[Date Prev][Date Next][Thread Prev][Thread Next]
[Date Index]
[Thread Index]
- Subject: Re: Cloning XML
- From: Dirk Laurie <dirk.laurie@...>
- Date: Mon, 18 May 2015 11:41:57 +0200
2015-05-18 8:22 GMT+02:00 Dirk Laurie <dirk.laurie@gmail.com>:
> 2015-05-18 2:24 GMT+02:00 Tim Channon <tc@gpsl.net>:
>> There are many XML decoding libraries of varying degrees of capability and
>> portability. The focus of these is decode.
>>
>> Discussion of regenerating identical XML from the decode seems to get lost
>> and particularly when the user has no idea of the XML meaning, simply wants
>> to intercept textually known entities within a context.
I found it quite easy to regenerate identical XML from the output of Roberto's
parser on the lua-users.org Wiki, but in a very specialized context: the XML
files were those produced by `pdftohtml -xml`, for which the DTD is
self-contained and a mere 49 lines long. A far cry from SVG's over 300 lines
mainly pulling in other files, I'll admit.
Here is what I did: I tweaked Roberto's code to provide a metatable
for every table-valued item.
element_mt = { __tostring =
function(s)
if type(s)=='string' then return s end
assert(s.tag)
local render = render[s.tag]
if type(render)=='string' then return render
elseif type(render)=='function' then return render(s)

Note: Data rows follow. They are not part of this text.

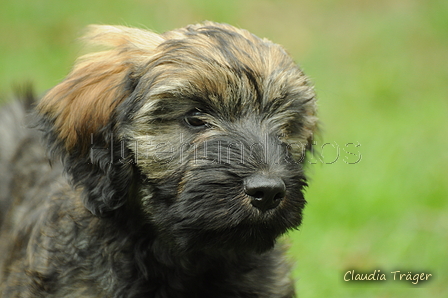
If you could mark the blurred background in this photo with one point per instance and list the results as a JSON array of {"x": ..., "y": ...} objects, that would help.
[{"x": 378, "y": 196}]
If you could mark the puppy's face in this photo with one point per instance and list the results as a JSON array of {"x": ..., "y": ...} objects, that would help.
[{"x": 203, "y": 128}]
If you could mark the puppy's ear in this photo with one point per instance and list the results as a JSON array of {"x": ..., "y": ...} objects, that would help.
[{"x": 78, "y": 115}]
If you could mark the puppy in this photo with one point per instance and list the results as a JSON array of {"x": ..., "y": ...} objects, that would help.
[{"x": 183, "y": 156}]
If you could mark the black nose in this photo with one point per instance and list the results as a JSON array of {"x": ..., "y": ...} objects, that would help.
[{"x": 266, "y": 192}]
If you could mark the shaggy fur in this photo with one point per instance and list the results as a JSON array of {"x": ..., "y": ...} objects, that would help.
[{"x": 165, "y": 141}]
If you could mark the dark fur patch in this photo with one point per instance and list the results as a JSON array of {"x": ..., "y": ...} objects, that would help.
[{"x": 157, "y": 136}]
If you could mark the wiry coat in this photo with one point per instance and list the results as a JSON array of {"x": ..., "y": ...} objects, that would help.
[{"x": 156, "y": 136}]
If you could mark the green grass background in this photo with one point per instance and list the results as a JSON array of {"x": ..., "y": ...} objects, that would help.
[{"x": 380, "y": 68}]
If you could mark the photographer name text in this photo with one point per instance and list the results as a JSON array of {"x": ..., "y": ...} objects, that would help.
[{"x": 378, "y": 276}]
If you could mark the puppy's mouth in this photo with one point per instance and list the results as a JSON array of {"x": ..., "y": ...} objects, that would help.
[{"x": 217, "y": 224}]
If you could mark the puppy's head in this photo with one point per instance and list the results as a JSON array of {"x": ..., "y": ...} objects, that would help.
[{"x": 203, "y": 128}]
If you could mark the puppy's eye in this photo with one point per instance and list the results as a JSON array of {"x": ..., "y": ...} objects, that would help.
[{"x": 196, "y": 119}]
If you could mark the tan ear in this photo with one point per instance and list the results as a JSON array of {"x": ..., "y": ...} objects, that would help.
[{"x": 84, "y": 102}]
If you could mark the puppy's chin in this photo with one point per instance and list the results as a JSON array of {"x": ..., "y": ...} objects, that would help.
[{"x": 240, "y": 240}]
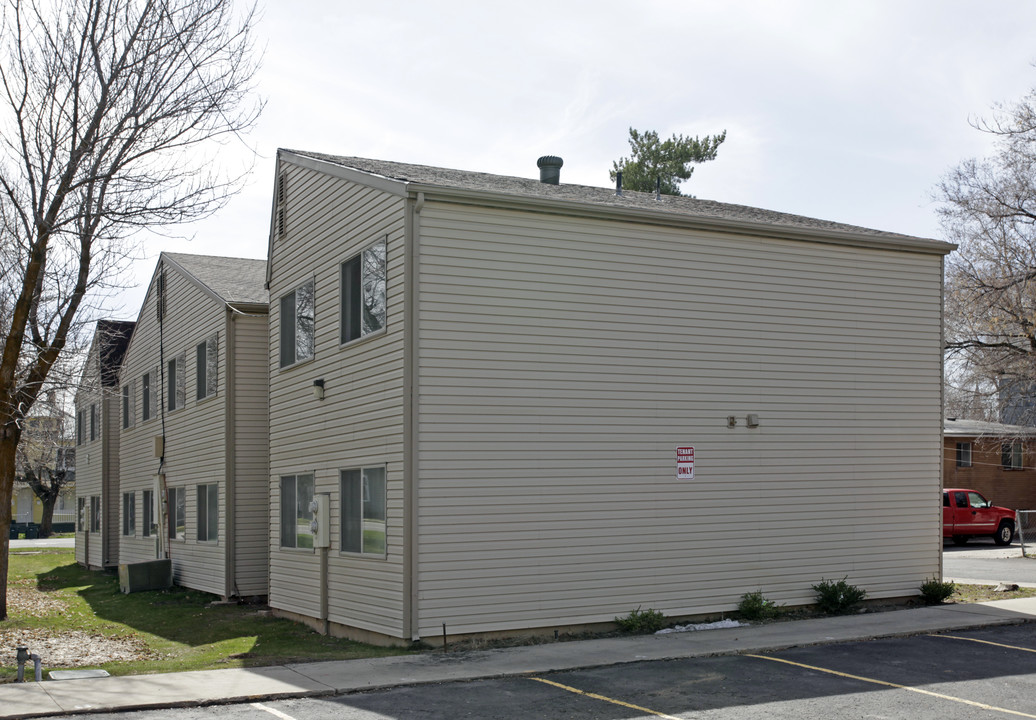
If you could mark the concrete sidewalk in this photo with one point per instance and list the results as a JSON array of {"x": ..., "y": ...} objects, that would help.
[{"x": 184, "y": 689}]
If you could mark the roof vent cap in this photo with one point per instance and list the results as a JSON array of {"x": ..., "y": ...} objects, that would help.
[{"x": 550, "y": 169}]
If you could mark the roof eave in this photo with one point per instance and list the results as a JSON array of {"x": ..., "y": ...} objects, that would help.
[{"x": 829, "y": 236}]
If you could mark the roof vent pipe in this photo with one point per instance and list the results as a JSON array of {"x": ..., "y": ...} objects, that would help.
[{"x": 550, "y": 169}]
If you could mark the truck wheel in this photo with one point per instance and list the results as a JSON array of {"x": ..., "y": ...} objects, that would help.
[{"x": 1005, "y": 534}]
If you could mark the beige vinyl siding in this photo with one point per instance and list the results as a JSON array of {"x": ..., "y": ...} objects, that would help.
[
  {"x": 91, "y": 466},
  {"x": 251, "y": 429},
  {"x": 560, "y": 364},
  {"x": 360, "y": 422},
  {"x": 112, "y": 526},
  {"x": 195, "y": 435}
]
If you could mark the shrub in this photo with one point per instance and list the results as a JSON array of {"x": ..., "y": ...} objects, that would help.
[
  {"x": 756, "y": 606},
  {"x": 641, "y": 622},
  {"x": 837, "y": 598},
  {"x": 934, "y": 592}
]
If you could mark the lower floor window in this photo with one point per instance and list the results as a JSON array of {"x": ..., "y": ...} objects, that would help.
[
  {"x": 128, "y": 513},
  {"x": 364, "y": 511},
  {"x": 177, "y": 514},
  {"x": 208, "y": 512},
  {"x": 296, "y": 494}
]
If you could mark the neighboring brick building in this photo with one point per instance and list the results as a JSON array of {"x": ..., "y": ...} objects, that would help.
[{"x": 997, "y": 460}]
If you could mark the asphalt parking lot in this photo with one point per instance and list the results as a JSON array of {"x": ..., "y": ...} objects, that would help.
[{"x": 980, "y": 673}]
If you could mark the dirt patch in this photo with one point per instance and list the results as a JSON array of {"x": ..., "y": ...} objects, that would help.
[{"x": 70, "y": 649}]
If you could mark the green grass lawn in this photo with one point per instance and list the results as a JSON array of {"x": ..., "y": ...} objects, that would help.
[{"x": 177, "y": 629}]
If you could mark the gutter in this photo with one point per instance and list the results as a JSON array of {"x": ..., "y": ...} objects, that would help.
[{"x": 700, "y": 223}]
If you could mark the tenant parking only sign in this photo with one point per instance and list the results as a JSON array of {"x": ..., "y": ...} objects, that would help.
[{"x": 685, "y": 463}]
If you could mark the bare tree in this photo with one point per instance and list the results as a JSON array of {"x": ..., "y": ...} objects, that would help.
[
  {"x": 988, "y": 207},
  {"x": 111, "y": 115},
  {"x": 46, "y": 456}
]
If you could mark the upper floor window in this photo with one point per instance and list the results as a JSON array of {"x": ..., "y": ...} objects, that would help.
[
  {"x": 296, "y": 324},
  {"x": 128, "y": 406},
  {"x": 176, "y": 498},
  {"x": 963, "y": 455},
  {"x": 1011, "y": 456},
  {"x": 206, "y": 368},
  {"x": 364, "y": 292},
  {"x": 176, "y": 391}
]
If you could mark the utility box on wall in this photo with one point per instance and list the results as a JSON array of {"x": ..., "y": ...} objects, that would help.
[{"x": 151, "y": 575}]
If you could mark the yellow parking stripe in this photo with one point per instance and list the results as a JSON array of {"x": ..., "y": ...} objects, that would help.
[
  {"x": 898, "y": 687},
  {"x": 610, "y": 699},
  {"x": 986, "y": 642}
]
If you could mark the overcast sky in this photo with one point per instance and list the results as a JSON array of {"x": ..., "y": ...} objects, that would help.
[{"x": 847, "y": 111}]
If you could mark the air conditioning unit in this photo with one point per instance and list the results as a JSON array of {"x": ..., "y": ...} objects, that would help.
[{"x": 150, "y": 575}]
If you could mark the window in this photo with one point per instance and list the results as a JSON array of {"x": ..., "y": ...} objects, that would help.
[
  {"x": 176, "y": 391},
  {"x": 208, "y": 512},
  {"x": 149, "y": 389},
  {"x": 977, "y": 500},
  {"x": 364, "y": 293},
  {"x": 364, "y": 511},
  {"x": 128, "y": 406},
  {"x": 963, "y": 455},
  {"x": 177, "y": 513},
  {"x": 128, "y": 513},
  {"x": 296, "y": 493},
  {"x": 147, "y": 513},
  {"x": 296, "y": 325},
  {"x": 206, "y": 368},
  {"x": 1010, "y": 456}
]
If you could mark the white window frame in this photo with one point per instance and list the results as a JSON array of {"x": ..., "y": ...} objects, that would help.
[
  {"x": 147, "y": 513},
  {"x": 95, "y": 513},
  {"x": 208, "y": 502},
  {"x": 293, "y": 325},
  {"x": 364, "y": 289},
  {"x": 295, "y": 510},
  {"x": 963, "y": 455},
  {"x": 207, "y": 368},
  {"x": 149, "y": 396},
  {"x": 176, "y": 382},
  {"x": 128, "y": 514},
  {"x": 128, "y": 405},
  {"x": 365, "y": 521},
  {"x": 176, "y": 502}
]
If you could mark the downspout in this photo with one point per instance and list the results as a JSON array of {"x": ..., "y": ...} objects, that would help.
[
  {"x": 230, "y": 459},
  {"x": 942, "y": 405},
  {"x": 107, "y": 501},
  {"x": 411, "y": 615}
]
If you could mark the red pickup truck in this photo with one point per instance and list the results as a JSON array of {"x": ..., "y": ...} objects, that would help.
[{"x": 967, "y": 514}]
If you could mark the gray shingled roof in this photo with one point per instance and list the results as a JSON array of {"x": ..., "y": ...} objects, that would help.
[
  {"x": 234, "y": 280},
  {"x": 586, "y": 195}
]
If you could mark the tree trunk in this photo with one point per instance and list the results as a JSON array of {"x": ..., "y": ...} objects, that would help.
[
  {"x": 47, "y": 521},
  {"x": 8, "y": 447}
]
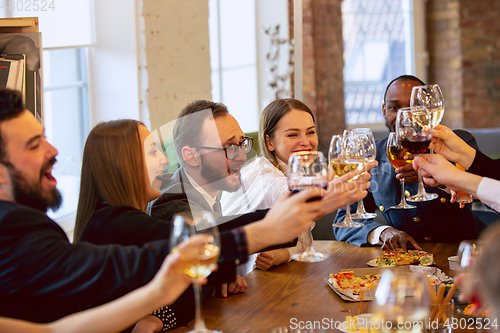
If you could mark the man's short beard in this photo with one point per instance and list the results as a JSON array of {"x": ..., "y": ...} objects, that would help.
[
  {"x": 32, "y": 195},
  {"x": 215, "y": 177}
]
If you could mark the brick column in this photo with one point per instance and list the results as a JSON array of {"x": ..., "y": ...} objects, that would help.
[
  {"x": 323, "y": 66},
  {"x": 480, "y": 31},
  {"x": 465, "y": 60},
  {"x": 176, "y": 57},
  {"x": 445, "y": 56}
]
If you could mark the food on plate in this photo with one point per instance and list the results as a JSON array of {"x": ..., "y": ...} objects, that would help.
[
  {"x": 399, "y": 257},
  {"x": 471, "y": 310},
  {"x": 348, "y": 281}
]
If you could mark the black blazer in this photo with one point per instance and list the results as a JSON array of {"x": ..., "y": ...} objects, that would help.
[{"x": 44, "y": 277}]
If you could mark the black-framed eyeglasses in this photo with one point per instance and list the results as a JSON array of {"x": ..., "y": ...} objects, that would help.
[{"x": 232, "y": 150}]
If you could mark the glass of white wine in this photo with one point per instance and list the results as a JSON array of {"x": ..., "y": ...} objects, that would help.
[
  {"x": 370, "y": 148},
  {"x": 346, "y": 154},
  {"x": 396, "y": 154},
  {"x": 402, "y": 302},
  {"x": 198, "y": 258}
]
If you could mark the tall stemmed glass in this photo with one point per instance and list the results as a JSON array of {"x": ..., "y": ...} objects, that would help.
[
  {"x": 370, "y": 149},
  {"x": 198, "y": 259},
  {"x": 396, "y": 154},
  {"x": 414, "y": 131},
  {"x": 402, "y": 299},
  {"x": 432, "y": 98},
  {"x": 346, "y": 154},
  {"x": 307, "y": 169}
]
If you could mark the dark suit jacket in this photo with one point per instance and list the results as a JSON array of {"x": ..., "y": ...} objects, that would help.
[
  {"x": 437, "y": 220},
  {"x": 44, "y": 277},
  {"x": 179, "y": 196}
]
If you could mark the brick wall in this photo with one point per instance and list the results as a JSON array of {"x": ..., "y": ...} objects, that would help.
[
  {"x": 480, "y": 30},
  {"x": 323, "y": 65},
  {"x": 445, "y": 56},
  {"x": 177, "y": 56},
  {"x": 464, "y": 50}
]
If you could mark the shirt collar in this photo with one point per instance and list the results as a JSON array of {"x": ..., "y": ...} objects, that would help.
[
  {"x": 211, "y": 201},
  {"x": 282, "y": 165}
]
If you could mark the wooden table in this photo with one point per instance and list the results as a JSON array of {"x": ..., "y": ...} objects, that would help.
[{"x": 298, "y": 290}]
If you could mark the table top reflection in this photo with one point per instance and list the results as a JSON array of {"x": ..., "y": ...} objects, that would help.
[{"x": 297, "y": 292}]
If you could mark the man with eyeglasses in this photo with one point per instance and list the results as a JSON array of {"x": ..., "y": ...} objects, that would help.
[{"x": 212, "y": 148}]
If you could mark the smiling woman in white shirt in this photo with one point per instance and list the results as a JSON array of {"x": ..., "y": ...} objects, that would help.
[{"x": 286, "y": 126}]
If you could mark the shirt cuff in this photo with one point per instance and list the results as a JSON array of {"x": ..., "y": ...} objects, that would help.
[
  {"x": 240, "y": 239},
  {"x": 374, "y": 235},
  {"x": 488, "y": 192}
]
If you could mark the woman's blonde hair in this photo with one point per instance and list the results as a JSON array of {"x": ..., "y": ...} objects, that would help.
[
  {"x": 112, "y": 170},
  {"x": 269, "y": 119}
]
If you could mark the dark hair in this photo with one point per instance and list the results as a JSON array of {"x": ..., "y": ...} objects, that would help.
[
  {"x": 11, "y": 106},
  {"x": 270, "y": 117},
  {"x": 404, "y": 77},
  {"x": 187, "y": 130}
]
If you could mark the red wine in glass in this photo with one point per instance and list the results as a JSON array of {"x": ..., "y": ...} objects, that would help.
[{"x": 416, "y": 144}]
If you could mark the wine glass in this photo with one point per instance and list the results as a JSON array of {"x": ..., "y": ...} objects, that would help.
[
  {"x": 396, "y": 153},
  {"x": 307, "y": 169},
  {"x": 199, "y": 258},
  {"x": 402, "y": 299},
  {"x": 346, "y": 154},
  {"x": 414, "y": 130},
  {"x": 370, "y": 149},
  {"x": 432, "y": 98}
]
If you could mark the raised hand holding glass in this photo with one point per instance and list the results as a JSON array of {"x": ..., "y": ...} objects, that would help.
[
  {"x": 414, "y": 131},
  {"x": 199, "y": 258}
]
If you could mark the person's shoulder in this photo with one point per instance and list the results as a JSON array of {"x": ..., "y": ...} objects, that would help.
[
  {"x": 20, "y": 217},
  {"x": 8, "y": 208}
]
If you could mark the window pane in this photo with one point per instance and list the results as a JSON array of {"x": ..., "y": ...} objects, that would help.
[
  {"x": 65, "y": 103},
  {"x": 60, "y": 67},
  {"x": 374, "y": 54}
]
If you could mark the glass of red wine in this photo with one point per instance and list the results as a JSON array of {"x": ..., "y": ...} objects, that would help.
[
  {"x": 307, "y": 169},
  {"x": 414, "y": 130}
]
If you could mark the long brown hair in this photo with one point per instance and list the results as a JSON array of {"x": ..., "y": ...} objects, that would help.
[
  {"x": 269, "y": 119},
  {"x": 112, "y": 170}
]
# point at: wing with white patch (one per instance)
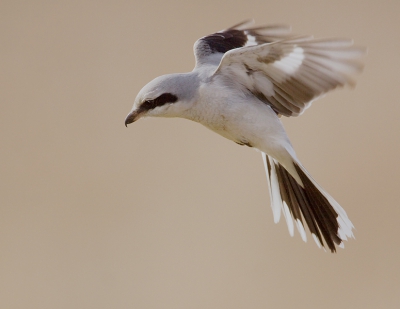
(290, 74)
(211, 48)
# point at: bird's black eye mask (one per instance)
(163, 99)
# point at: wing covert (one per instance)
(291, 73)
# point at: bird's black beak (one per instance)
(132, 117)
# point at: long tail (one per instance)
(325, 218)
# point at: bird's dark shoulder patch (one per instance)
(221, 42)
(165, 98)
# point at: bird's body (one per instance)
(243, 80)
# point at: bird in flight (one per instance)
(244, 80)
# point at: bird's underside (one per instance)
(249, 77)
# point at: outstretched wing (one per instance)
(289, 74)
(210, 49)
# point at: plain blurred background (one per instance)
(166, 214)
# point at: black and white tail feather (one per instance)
(286, 73)
(306, 201)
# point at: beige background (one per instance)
(166, 214)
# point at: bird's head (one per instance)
(165, 96)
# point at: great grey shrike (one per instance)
(244, 80)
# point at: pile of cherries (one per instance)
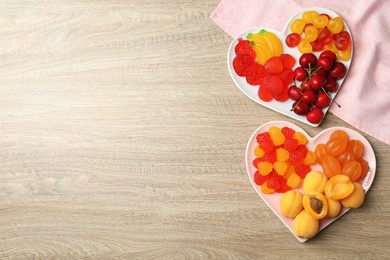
(318, 79)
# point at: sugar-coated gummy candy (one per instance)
(294, 180)
(265, 168)
(258, 152)
(276, 135)
(282, 154)
(280, 167)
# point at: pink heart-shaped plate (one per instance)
(273, 200)
(251, 91)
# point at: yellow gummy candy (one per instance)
(265, 168)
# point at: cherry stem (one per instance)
(331, 99)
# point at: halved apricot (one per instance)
(339, 187)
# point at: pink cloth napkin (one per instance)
(365, 93)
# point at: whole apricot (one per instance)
(304, 225)
(315, 181)
(334, 207)
(291, 203)
(356, 198)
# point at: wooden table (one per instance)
(123, 136)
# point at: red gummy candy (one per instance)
(288, 132)
(274, 84)
(260, 179)
(241, 63)
(243, 47)
(255, 74)
(256, 161)
(270, 157)
(273, 182)
(273, 65)
(302, 149)
(287, 60)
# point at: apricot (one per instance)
(315, 181)
(334, 208)
(315, 204)
(356, 198)
(352, 169)
(291, 203)
(305, 226)
(330, 166)
(339, 187)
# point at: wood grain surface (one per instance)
(123, 137)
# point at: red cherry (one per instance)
(325, 63)
(320, 71)
(317, 81)
(305, 84)
(329, 54)
(308, 96)
(294, 93)
(315, 115)
(308, 59)
(300, 108)
(300, 74)
(322, 100)
(338, 70)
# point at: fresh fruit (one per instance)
(334, 207)
(304, 225)
(294, 93)
(315, 204)
(322, 100)
(315, 116)
(315, 181)
(339, 187)
(356, 198)
(352, 169)
(291, 203)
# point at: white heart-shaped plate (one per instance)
(251, 91)
(273, 200)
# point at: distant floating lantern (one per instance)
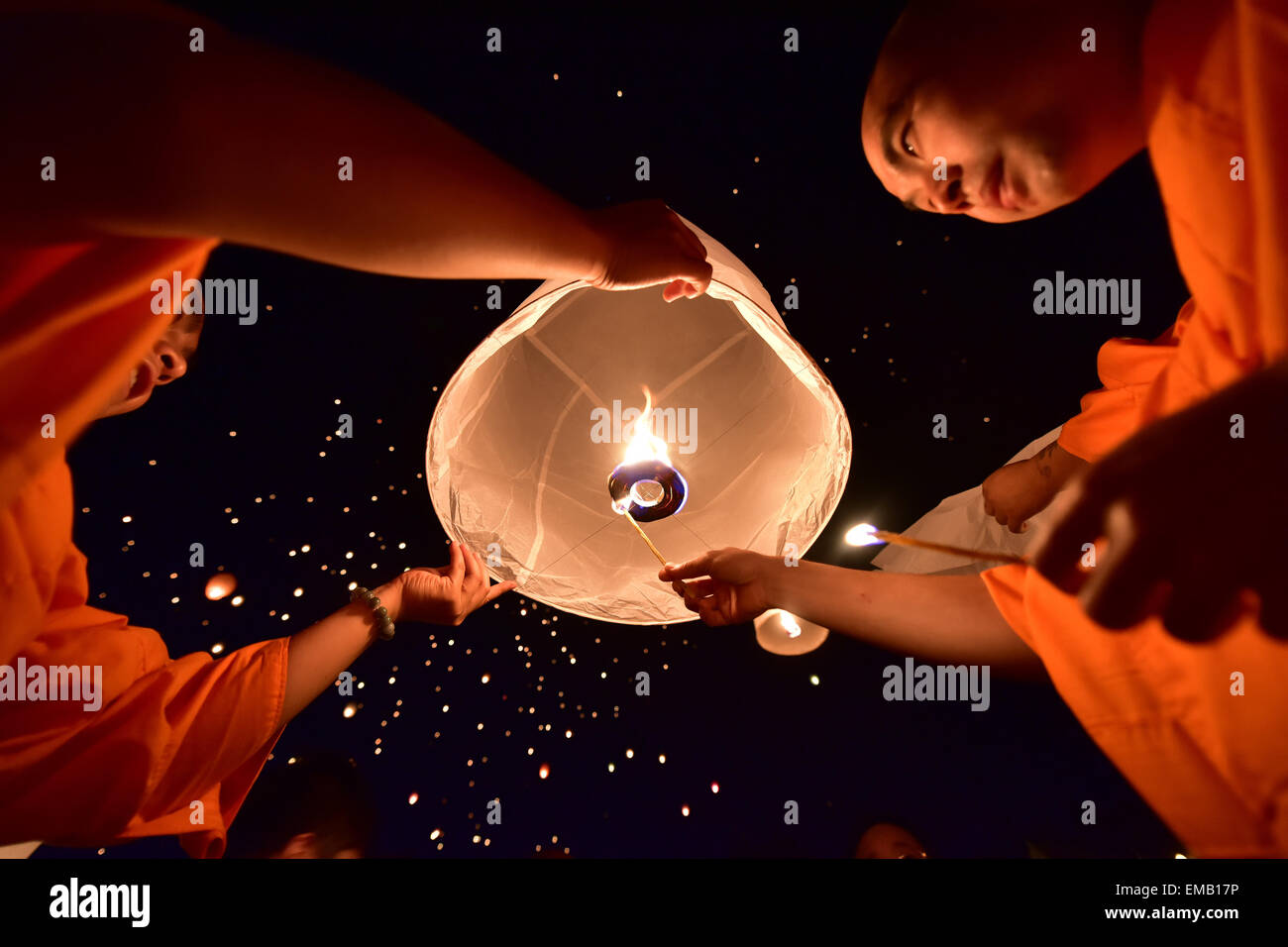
(540, 414)
(220, 585)
(782, 633)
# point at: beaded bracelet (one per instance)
(373, 600)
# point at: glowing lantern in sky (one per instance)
(782, 633)
(220, 585)
(545, 408)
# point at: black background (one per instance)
(910, 315)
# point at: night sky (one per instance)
(910, 315)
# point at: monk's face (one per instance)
(995, 111)
(885, 840)
(166, 363)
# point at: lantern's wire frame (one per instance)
(809, 364)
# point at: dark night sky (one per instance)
(948, 300)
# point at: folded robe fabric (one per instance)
(1209, 757)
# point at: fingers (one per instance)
(699, 277)
(473, 567)
(1059, 556)
(456, 567)
(692, 241)
(1119, 591)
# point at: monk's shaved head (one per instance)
(997, 110)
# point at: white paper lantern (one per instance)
(528, 429)
(782, 633)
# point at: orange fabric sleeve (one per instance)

else error("Can't convert type '"..s.tag.."' to s string")
end
end }
Then the regenerate routine becomes:
local function assemble(document)
local s = {}
local box = document.first
while box do
s[#s+1] = tostring(box)
box = box.next
end
return tconcat(s,'\n')
end
The global or upvalue "render" is
local render = {
pdf2xml = lines,
page = lines,
document = assemble,
text = contents,
b = function(s) return '**'..contents(s)..'**' end,
i = function(s) return '*'..contents(s)..'*' end,
a = contents,
outline = "<outline>",
fontspec = "<fontspec>" }
with
contents = bind_concat""
lines = bind_concat"\n"
where
function bind_concat(sep)
--- table.concat with bound separator and `tostring` filter
return function(t)
local u={}
if type(t)=='string' then return t end
for k,v in ipairs(t) do u[k]=tostring(v) end
return tconcat(u,sep)
end
end
Note that "render" depends on the DTD. Writing a module that
can generate generate "render" from an arbitrary DTD was not
part of my purposes; writing a different "render" than converts
to say Markdown rather than plain text is, but not yet to the
level where I can share it.